The Center for Biological Diversity and Earthjustice petitioned on Thursday to intervene in the licensing process of a proposed gas-fired power plant in the city of Carlsbad, north of San Diego. The groups say the California Energy Commission, which licenses all large power plants, is failing to look at the greenhouse gas emissions of the 558-megawatt plant in its environmental review.
"Despite California's mandate to aggressively reduce greenhouse gases, the California Energy Commission is allowing new power plants to be built without evaluating their impacts on climate change," Will Rostov, an attorney with Earthjustice, said in a written statement. "The energy commission needs to champion clean energy by making sure new energy sources reduce harm to the climate."
As part of its approval process, the commission must assess the environmental impacts of new power plants and require mitigation for significant impacts under the California Environmental Quality Act.
By intervening, the environmental groups will be able to participate in the commission's evidentiary hearings on the project, allowing the groups to request information, cross-examine witnesses and bring in others to testify, said Percy Della, a spokesman for the energy commission.
Environmental groups also hope the intervention will create a precedent that will affect all other power plant approvals before the commission, Rostov said.
While the Center for Biological Diversity has seized on state's environmental quality law to try to force cities and counties to slash greenhouse gas emissions from big development projects, this is the first time it has used it to take on a power plant.

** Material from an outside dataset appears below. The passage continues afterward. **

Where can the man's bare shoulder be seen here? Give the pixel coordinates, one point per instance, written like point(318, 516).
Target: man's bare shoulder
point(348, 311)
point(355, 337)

Current law does not specify how CEQA environmental reviews should handle greenhouse gas emissions but the state Office of Planning Research is currently crafting guidelines.
Despite the lack of legal clarity on the issue, the center has scored some victories in its efforts: It gained concessions after challenging San Bernardino County's general plan, and a Riverside County judge this month threw out the environmental review of a massive residential-commercial development in Desert Hot Springs for failing to take greenhouse gas emissions into account.
Thursday's move sends a signal to the energy commission that it could face a similar legal challenge under CEQA.
The proposed plant, dubbed the Carlsbad Energy Center Project, would be built on the site of the aging Encina Power Station, which is owned by New Jersey-based NRG Energy Inc. The project's official Web site touts the project's environmental benefits, saying the new state-of-the-art plant will emit 30 percent less greenhouse gases than the current one.
"Not only will the Carlsbad Energy Center Project help meet growing demand in the San Diego region, but the proposed units use new technology that is more efficient, resulting in a lower greenhouse gas- and overall- emissions profile," Lori Neuman, a spokeswoman for NRG Energy, said in a written statement.